Its been 5 months since I broke things off with you and everywhere I go, I fear that I will see you face to face. We live 5 minutes away from each other and a part of me wants you to see me now that I’ve lost weight and doing better than before so you can see what you’re missing. You left me with no answers. Why her? Why was I not good enough? What does she do that I don’t? But I thought things ended great between me and her. Being petty and exposing the cheater that cried and swears to God that he never slept with another woman, never took her to the same dates, doing the same exact things with her.. was it all fake? Did i not mean shit to you? She told you in your face that she can’t be with someone who can do that..that WE as women cannot be with a man like him. Exchanging social media with my new “friend”, i thought everything was great and just like the movies, we caught the bad guy. Being college students, we all use snapchat and I see her post at YOUR house. I remembered the tv, the plant next to the back door and the bible on the counter. Nothing had changed. After all you put me through, you can still move on so quickly with the same girl you cheated on me with.

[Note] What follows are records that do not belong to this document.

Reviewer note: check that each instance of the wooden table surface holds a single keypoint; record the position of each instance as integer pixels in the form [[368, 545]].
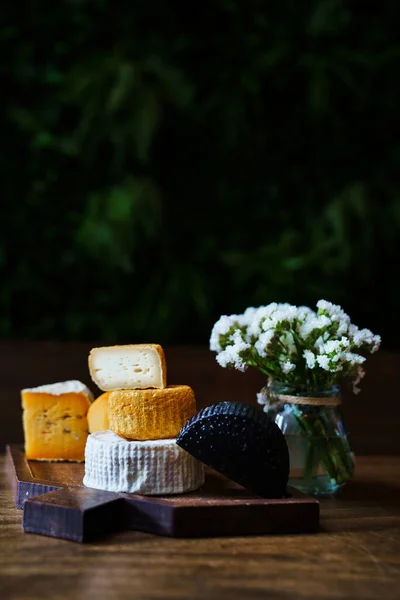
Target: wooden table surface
[[356, 554]]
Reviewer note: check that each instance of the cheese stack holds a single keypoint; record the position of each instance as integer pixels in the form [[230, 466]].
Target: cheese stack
[[133, 426]]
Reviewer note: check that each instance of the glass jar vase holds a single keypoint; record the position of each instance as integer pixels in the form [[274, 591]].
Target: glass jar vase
[[321, 459]]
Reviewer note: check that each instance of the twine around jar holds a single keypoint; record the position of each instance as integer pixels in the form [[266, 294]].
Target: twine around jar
[[310, 400]]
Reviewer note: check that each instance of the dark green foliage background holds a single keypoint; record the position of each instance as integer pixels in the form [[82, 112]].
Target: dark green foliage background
[[167, 162]]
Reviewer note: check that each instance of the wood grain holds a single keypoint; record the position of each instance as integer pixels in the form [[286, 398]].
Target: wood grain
[[355, 556], [372, 418], [76, 513]]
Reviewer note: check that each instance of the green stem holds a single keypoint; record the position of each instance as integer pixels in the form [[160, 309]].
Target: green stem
[[327, 447]]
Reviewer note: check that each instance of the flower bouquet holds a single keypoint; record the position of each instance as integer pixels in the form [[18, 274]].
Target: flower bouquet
[[306, 356]]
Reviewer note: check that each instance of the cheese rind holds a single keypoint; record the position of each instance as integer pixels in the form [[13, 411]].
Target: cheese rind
[[150, 414], [243, 443], [155, 467], [97, 414], [55, 421], [62, 387], [134, 366]]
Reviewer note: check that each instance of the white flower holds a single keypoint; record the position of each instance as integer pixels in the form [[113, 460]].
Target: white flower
[[232, 355], [221, 327], [285, 336], [323, 362], [365, 337], [310, 358], [359, 377], [284, 313], [354, 359], [287, 367], [336, 314], [312, 323], [263, 342]]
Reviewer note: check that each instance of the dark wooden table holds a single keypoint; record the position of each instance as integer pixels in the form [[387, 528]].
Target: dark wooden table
[[356, 554]]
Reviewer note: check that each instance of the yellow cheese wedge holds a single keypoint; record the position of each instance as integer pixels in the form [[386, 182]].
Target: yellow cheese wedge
[[97, 414], [55, 421], [150, 414], [133, 366]]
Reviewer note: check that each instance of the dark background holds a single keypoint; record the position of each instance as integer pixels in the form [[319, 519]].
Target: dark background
[[164, 163]]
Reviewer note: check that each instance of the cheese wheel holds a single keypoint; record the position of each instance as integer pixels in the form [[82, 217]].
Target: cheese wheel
[[243, 443], [133, 366], [55, 421], [150, 414], [156, 467], [97, 414]]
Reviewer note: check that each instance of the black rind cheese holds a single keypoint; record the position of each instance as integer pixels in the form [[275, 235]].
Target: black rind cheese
[[242, 442]]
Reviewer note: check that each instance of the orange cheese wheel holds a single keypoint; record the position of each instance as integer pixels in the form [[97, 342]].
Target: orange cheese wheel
[[151, 414], [97, 414], [55, 421]]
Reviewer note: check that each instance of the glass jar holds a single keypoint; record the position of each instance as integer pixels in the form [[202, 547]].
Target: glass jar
[[321, 460]]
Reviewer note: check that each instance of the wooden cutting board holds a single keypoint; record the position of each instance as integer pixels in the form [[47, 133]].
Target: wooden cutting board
[[56, 503]]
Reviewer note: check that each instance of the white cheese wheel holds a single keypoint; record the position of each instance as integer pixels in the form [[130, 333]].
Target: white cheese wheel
[[153, 467], [133, 366]]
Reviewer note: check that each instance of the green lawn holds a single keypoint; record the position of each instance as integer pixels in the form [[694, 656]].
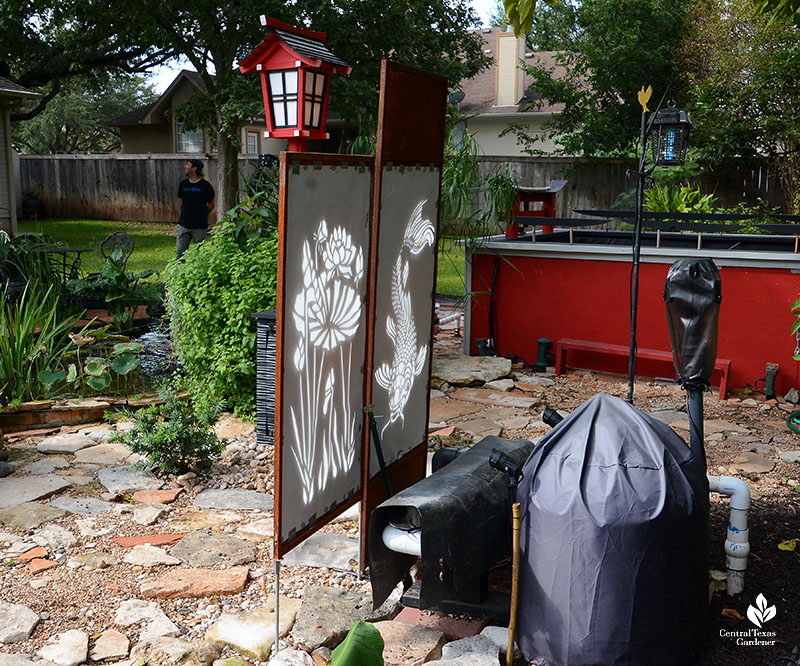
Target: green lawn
[[153, 244]]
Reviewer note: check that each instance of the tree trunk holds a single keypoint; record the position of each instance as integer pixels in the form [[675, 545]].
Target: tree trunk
[[227, 185]]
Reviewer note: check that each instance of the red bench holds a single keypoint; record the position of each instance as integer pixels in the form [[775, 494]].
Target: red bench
[[565, 344]]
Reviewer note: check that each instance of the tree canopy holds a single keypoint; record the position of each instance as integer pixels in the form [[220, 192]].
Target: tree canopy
[[51, 41], [740, 78], [48, 43], [616, 47], [75, 119]]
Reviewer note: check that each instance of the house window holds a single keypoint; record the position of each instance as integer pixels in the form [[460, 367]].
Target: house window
[[314, 97], [283, 95], [252, 143], [189, 142]]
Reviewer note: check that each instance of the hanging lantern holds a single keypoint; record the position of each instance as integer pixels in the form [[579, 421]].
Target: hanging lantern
[[669, 137], [295, 70]]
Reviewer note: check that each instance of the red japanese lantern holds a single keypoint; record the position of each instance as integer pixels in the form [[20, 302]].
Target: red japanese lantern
[[295, 72]]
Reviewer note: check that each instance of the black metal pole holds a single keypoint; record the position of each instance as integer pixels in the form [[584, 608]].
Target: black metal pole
[[637, 246], [696, 436]]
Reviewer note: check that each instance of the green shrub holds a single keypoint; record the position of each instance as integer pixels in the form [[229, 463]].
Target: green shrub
[[212, 291], [677, 199], [173, 435]]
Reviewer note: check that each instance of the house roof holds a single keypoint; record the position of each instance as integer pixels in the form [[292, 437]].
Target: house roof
[[480, 92], [11, 89], [152, 113]]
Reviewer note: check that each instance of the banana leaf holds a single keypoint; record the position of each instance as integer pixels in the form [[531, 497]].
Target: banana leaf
[[362, 647]]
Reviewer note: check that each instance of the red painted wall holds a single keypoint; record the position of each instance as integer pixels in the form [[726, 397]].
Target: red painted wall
[[589, 300]]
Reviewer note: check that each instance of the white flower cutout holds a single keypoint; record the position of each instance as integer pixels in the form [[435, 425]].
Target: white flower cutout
[[760, 613]]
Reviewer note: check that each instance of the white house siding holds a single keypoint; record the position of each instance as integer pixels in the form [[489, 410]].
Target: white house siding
[[486, 131]]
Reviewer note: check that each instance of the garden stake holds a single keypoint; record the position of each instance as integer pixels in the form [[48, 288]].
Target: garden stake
[[512, 621], [277, 604]]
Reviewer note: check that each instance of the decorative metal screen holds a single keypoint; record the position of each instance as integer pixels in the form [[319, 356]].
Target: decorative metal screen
[[404, 307], [322, 333], [265, 376]]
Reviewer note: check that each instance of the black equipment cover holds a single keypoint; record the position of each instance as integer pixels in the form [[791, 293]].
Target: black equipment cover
[[693, 292], [614, 541], [465, 513]]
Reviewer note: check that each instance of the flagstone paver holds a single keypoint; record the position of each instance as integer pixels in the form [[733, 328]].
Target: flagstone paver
[[152, 539], [110, 453], [18, 490], [325, 549], [125, 479], [488, 397], [165, 496], [83, 506], [252, 634], [183, 583], [234, 498], [16, 622], [200, 549], [70, 443], [29, 515]]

I’ve accepted that its over because I don’t want to be with you, and i never will. But at the time, I was very much in love and my entire heart was put into it. We spent all day together, went on road trips like San Diego and San Francisco. But I guess you invited your side chick to those too right? It was just so cruel of you and to never apologize to this day for your mistakes, making me look insecure when i accused you of going behind my back or hiding your phone.Making me feel like I was crazy to think you’d ever cheat. Now I’m scared thinking every guy will make me feel like the only girl in the world..and eventually making me feel worthless.
But it took me a while to realize I’m worth way more than I think. I’m doing better in school, I’ve stopped following your horrible eating habits and gotten in the best shape I’ve ever been. Although I can see you a lot, you’re the one putting your head down with shame and I’m keeping my head held up high.